Sunday Morning ~ Grateful for Side Rivers
Madzi atupa ndi a m’njira. ~ The waters become plentiful because of all the side rivers.
~ Chewa proverb
November 13, 2022
I woke to the news that we kept the senate and on this rainy, gray, glorious Sunday morning, I am grateful. The candidates I supported in Maine all won, though my ballot initiatives did not. I can live with this. I am happy this morning.
I love this time change. I know not everyone feels this way, especially night owls, but for us larks, this is the way the clocks should be. As we turn inward and embrace the coming darkness, I try to make sense of why it should matter. It is the same day! The same twenty-four hours! Since I’ve been home so much with the pandemic it should not matter, I tell myself. But I can not deny the lightness I feel. I feel healthier, I sleep better. It just feels more right to me. I’ll enjoy it until the spring change when I’ll get cranky again.
When I was a junior in high school there was an energy crisis in this country resulting from an oil embargo by OPEC as punishment for the U.S. support of Israel in the Yom Kippur War. Aside from knowing who the president was, I was not very politically aware at that time so had no understanding of the reason for the abrupt change in our lifestyle. The patriotic lowering of the thermostat didn’t affect me much as our house was always cold. I wasn’t paying bills, only listening to complaints about them. Gas prices tripled, up to something like 75 cents a gallon and everyone was outraged. And while I was not the political junkie I am now, I don’t recall a big blaming of Richard Nixon for the crisis, but maybe I missed that.
One of the emergency energy-saving measures was reverting back to daylight savings time during the winter months. I live way northeast now, but I lived in Massachusetts at that time, which is still north and still east. It did not get light until eight in the morning and was dusk by five. I do not recall anyone raving about that and hoping it stayed that way forever. I guess some energy was saved, but I think the saving was counterbalanced by dead children hit by cars on their way to school in the dark. No one drove us to school back then, we either walked to school or walked to the bus stop. And it was well before headlamps were used by anyone except coal miners.
In addition to the gas prices being a problem, there was a gas shortage. There was a law (or was it a rule?) that those whose license plates ended with an even number got gas on even days, and those ending with odd numbers got gas on odd days. There was no civil war about this, only long lines and lots of bitching. I did not own a car then so I did not care, but I recall no threats of hanging the president up by his balls. But again, maybe I missed this.
Gasoline was a serious discussion when planning our annual ski trip to Quebec. This trip involved multiple families and we had to do it with only one car. How could we fit everyone in our station wagon? Could I bring a friend? It was decided that the group would be reduced to eight, and we would all fit into our station wagon, along with the ski gear. It was cramped, but we were jolly about it; skiing was a guaranteed good mood for my father and I’m sure this has something to do with my love for this sport. Thanks dad.
We drove up in a snow storm on a day when our license plate allowed us to fill the tank.

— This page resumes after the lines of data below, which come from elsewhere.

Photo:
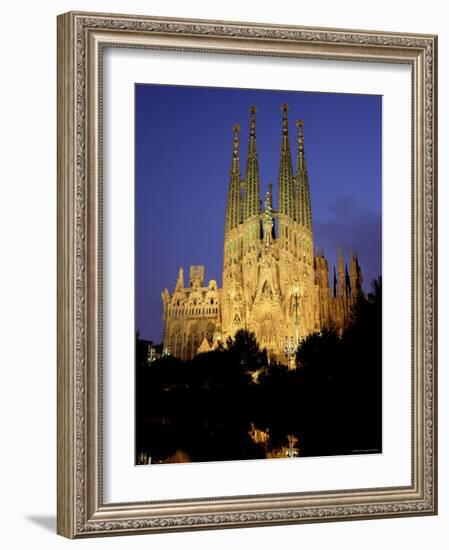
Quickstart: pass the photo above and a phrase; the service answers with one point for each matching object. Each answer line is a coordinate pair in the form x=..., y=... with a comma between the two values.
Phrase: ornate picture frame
x=82, y=38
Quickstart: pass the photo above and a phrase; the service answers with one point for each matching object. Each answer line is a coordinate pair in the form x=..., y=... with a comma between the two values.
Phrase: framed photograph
x=246, y=274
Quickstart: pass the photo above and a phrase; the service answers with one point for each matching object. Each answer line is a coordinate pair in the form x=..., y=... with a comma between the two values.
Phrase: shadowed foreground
x=230, y=404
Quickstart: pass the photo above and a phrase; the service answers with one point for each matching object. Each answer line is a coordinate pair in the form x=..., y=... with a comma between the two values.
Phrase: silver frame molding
x=81, y=37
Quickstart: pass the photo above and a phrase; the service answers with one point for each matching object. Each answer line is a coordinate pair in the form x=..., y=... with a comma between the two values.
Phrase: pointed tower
x=347, y=283
x=251, y=186
x=335, y=285
x=233, y=205
x=285, y=183
x=303, y=207
x=180, y=280
x=341, y=273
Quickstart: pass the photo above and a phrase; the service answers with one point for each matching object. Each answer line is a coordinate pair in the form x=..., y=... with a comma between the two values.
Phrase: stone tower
x=273, y=283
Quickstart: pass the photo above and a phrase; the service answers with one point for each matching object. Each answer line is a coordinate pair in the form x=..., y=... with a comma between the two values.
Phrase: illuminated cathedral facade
x=274, y=283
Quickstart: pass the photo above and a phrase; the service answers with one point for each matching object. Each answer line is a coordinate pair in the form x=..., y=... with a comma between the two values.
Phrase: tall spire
x=233, y=204
x=251, y=187
x=285, y=185
x=303, y=207
x=341, y=273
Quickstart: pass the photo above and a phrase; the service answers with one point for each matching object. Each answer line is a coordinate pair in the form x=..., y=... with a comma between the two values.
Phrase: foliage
x=204, y=409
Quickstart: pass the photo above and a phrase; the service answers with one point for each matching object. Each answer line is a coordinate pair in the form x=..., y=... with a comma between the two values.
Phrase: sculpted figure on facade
x=274, y=284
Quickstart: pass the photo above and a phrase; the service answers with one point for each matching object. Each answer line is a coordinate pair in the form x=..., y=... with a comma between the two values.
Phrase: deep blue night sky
x=183, y=156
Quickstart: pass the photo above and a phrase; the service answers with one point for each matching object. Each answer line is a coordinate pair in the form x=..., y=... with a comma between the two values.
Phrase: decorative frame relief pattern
x=81, y=38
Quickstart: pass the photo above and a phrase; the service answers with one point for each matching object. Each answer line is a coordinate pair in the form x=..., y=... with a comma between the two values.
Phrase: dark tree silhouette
x=205, y=409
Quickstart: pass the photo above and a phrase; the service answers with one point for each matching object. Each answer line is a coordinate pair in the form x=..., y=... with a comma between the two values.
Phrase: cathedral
x=274, y=283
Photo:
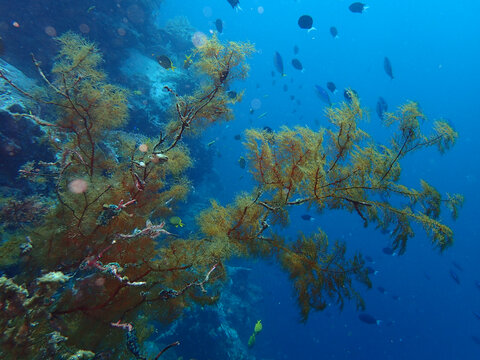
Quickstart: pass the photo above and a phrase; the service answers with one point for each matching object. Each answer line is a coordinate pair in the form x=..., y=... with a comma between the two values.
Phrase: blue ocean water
x=433, y=49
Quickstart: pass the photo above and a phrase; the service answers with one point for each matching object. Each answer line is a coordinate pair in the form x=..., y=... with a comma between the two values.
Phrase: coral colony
x=97, y=261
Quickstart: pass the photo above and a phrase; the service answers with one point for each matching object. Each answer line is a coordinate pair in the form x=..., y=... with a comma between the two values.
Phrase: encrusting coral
x=100, y=262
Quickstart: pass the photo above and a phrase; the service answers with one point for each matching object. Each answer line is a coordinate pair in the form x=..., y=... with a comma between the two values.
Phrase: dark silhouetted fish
x=457, y=265
x=382, y=107
x=297, y=64
x=382, y=289
x=389, y=251
x=278, y=62
x=387, y=66
x=347, y=95
x=305, y=22
x=235, y=4
x=334, y=32
x=369, y=319
x=322, y=94
x=357, y=7
x=219, y=25
x=307, y=217
x=331, y=86
x=455, y=277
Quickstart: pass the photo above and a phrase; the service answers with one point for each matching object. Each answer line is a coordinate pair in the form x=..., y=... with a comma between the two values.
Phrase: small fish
x=219, y=25
x=389, y=251
x=307, y=217
x=334, y=32
x=322, y=94
x=297, y=64
x=382, y=107
x=305, y=22
x=242, y=162
x=187, y=62
x=387, y=66
x=278, y=62
x=358, y=7
x=331, y=86
x=458, y=266
x=262, y=115
x=165, y=62
x=455, y=277
x=347, y=94
x=235, y=4
x=369, y=319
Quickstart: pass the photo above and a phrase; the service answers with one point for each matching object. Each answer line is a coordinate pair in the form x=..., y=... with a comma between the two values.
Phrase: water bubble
x=78, y=186
x=199, y=39
x=84, y=28
x=207, y=11
x=256, y=104
x=50, y=31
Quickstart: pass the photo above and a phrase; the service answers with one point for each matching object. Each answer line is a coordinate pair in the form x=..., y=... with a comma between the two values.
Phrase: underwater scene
x=239, y=179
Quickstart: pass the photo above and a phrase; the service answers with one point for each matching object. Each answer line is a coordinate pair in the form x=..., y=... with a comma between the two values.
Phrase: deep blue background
x=433, y=47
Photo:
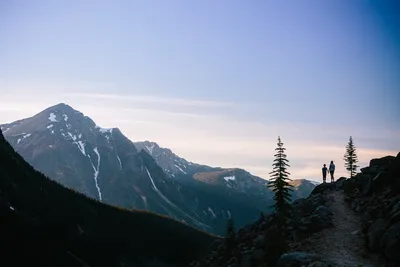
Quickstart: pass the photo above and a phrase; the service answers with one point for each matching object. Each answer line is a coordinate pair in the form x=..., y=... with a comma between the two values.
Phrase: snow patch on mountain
x=212, y=212
x=119, y=160
x=170, y=203
x=180, y=169
x=96, y=171
x=23, y=137
x=4, y=131
x=150, y=148
x=72, y=136
x=229, y=178
x=104, y=130
x=81, y=147
x=52, y=117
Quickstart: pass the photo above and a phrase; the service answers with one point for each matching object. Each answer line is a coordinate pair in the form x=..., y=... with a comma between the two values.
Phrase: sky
x=216, y=81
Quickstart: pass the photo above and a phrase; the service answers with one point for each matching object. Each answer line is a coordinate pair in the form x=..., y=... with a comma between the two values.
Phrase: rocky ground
x=352, y=222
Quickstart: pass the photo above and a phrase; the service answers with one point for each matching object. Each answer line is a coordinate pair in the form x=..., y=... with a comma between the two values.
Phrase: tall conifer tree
x=279, y=182
x=350, y=158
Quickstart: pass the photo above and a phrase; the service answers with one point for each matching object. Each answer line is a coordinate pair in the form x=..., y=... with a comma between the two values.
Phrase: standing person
x=324, y=172
x=332, y=171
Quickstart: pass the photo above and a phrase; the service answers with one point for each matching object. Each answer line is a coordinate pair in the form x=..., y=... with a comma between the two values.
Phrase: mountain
x=302, y=188
x=350, y=222
x=229, y=179
x=45, y=224
x=70, y=148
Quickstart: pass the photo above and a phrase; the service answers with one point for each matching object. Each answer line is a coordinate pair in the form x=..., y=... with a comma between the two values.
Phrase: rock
x=381, y=164
x=259, y=242
x=233, y=261
x=301, y=259
x=246, y=261
x=374, y=235
x=323, y=187
x=391, y=242
x=365, y=170
x=258, y=256
x=366, y=187
x=340, y=182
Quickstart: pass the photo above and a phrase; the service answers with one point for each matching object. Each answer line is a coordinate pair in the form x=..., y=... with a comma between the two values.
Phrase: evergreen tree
x=230, y=237
x=279, y=182
x=350, y=158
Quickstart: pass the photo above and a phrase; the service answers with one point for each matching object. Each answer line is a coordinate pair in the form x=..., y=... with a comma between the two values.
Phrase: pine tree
x=350, y=158
x=279, y=182
x=230, y=236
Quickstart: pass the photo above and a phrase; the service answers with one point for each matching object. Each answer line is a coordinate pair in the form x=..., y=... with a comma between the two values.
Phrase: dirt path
x=344, y=243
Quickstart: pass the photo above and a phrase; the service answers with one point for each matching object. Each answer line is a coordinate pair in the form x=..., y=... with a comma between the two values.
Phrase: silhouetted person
x=324, y=172
x=332, y=171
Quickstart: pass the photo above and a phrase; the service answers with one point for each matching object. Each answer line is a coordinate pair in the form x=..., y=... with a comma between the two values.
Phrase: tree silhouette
x=279, y=182
x=350, y=158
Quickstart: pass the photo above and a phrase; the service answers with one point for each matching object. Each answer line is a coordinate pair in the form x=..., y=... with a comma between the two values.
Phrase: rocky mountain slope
x=352, y=222
x=70, y=148
x=228, y=180
x=44, y=224
x=103, y=164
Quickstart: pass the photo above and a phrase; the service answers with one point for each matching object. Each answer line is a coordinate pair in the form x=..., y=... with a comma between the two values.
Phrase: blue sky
x=216, y=81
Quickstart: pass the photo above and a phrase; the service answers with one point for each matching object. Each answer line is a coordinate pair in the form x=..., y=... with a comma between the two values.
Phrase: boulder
x=340, y=182
x=300, y=259
x=365, y=170
x=320, y=219
x=374, y=235
x=323, y=187
x=381, y=164
x=260, y=241
x=391, y=242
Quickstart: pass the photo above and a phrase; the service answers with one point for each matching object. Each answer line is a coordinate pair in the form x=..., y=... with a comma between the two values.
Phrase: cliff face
x=374, y=194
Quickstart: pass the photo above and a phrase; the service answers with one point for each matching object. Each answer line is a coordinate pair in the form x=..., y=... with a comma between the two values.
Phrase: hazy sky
x=214, y=80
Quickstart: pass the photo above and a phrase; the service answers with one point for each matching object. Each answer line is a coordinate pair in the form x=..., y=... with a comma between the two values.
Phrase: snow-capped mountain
x=228, y=180
x=102, y=163
x=173, y=165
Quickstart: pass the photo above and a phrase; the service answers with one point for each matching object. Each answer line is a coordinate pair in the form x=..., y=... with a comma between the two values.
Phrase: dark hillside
x=45, y=224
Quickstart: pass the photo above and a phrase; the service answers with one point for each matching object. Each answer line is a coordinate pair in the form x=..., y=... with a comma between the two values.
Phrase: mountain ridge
x=72, y=149
x=47, y=224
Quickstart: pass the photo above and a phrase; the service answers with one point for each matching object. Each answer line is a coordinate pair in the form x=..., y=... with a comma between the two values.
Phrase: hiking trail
x=344, y=243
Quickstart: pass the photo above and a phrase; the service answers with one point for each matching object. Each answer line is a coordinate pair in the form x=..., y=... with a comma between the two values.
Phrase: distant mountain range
x=45, y=224
x=70, y=148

On that trip, my youngest brother broke his leg. I was skiing with him at the time, heading down to meet the others for lunch. He complained I was taking too long and took off ahead of me. I came around a corner and saw him laying face down in the snow with his leg twisted at a very unnatural angle. I stayed with him while a stranger skied down to notify the ski patrol, and we waited for the toboggan. He was quiet. We knew his leg was broken. I put my hat under his face. The snow was heavy and wet and twelve people broke legs on the mountain that day. Ski bindings have improved since then. He was casted up at the hospital with little fanfare, delivered back to the motel, and propped on his bed. That was Wednesday of ski week. Did we go home? No! We had week long passes! An eleven year old’s injury wasn’t going to ruin our week! So he was left with an empty coffee can to pee in, a Time Magazine to read, and we went skiing. It’s painful to write this now, especially since it was one of our funny family stories for years, but ugh. That poor kid.

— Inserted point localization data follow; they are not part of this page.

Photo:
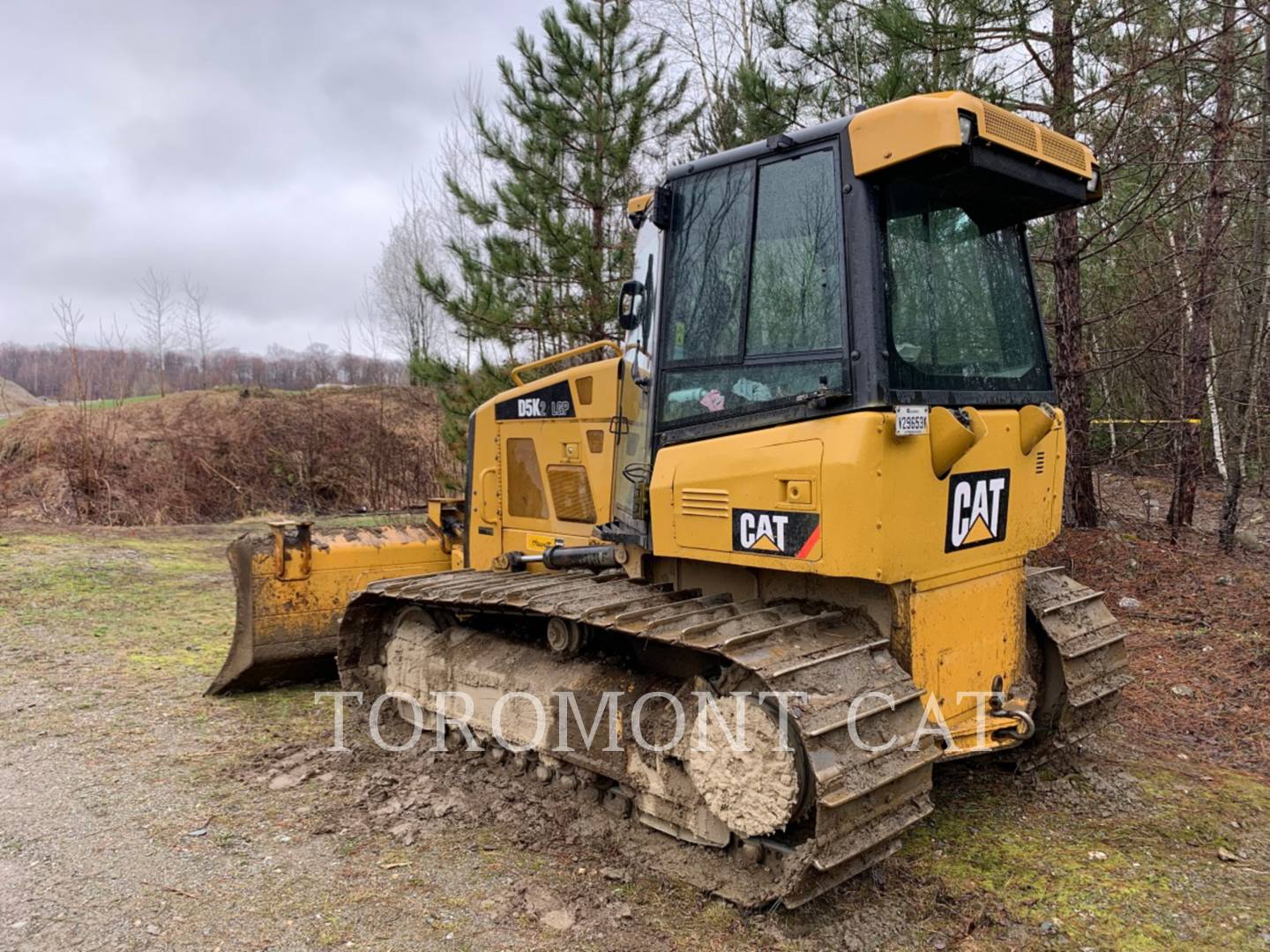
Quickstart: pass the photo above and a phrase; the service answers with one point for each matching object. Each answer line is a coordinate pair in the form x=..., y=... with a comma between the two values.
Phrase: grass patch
x=1160, y=885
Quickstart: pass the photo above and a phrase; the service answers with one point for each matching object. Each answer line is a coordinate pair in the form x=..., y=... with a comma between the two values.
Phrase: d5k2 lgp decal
x=768, y=532
x=550, y=403
x=978, y=505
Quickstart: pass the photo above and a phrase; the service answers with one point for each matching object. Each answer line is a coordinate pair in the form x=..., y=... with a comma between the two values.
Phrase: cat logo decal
x=978, y=505
x=768, y=532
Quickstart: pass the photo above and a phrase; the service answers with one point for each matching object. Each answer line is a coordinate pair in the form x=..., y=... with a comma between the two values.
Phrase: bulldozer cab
x=870, y=262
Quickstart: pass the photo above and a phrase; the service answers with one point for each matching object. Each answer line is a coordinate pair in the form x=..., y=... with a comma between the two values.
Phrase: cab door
x=632, y=424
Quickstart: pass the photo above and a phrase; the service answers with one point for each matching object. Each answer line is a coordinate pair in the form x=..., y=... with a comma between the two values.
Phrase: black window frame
x=773, y=410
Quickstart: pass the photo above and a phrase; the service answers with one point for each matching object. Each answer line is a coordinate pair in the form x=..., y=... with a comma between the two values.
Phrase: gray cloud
x=259, y=146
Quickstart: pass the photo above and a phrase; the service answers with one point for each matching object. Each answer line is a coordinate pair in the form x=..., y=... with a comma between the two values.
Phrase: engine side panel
x=542, y=458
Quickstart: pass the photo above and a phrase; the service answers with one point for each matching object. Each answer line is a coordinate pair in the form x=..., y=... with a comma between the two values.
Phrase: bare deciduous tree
x=413, y=323
x=198, y=325
x=156, y=310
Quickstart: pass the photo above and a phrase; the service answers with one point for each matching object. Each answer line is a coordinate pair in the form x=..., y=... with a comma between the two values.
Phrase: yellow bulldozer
x=811, y=471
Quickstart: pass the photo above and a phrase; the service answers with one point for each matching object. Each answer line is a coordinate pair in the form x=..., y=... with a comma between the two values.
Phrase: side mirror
x=628, y=314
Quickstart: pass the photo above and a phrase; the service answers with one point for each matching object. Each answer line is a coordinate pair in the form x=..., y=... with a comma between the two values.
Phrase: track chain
x=863, y=800
x=1088, y=645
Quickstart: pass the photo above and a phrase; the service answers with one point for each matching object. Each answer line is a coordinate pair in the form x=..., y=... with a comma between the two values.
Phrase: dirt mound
x=14, y=398
x=224, y=455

So, guilt aside (not that I was the one making the decision, but I was happy to keep skiing), we skied our final two days and the next challenge was how to get home with someone in a full cast taking up an extra seat in an already crowded car. Our family friend George, “an old Fin” who skied into his eighties, was the only other driver among us so we could have rented a second car. Out of the question, we would make this fit. My brother with his freshly broken leg and in considerable pain, sat sideways in the back seat, his leg propped on a suitcase. Two others were crammed between the suitcase and the door. My friend Karyn and I sat facing each other in the “way back”, our legs intertwined with ski boots and poles. Three were in the front. No one wore seat belts. We drove into a blizzard and the trip took five extra hours, so a mere eleven hour ride crammed in this huge gas guzzling machine. I spent much of that ride patting my brother’s head, asking my father if we could give him an aspirin or something, but he was probably more worried about finding gas.
This little walk down memory lane was triggered by my thoughts on getting through difficult times when we all pull together. Which, is how I feel we came through the midterms. It’s possible! I’ll leave it there. Thank you everyone for all the hard effort! Democracy lives to see another day.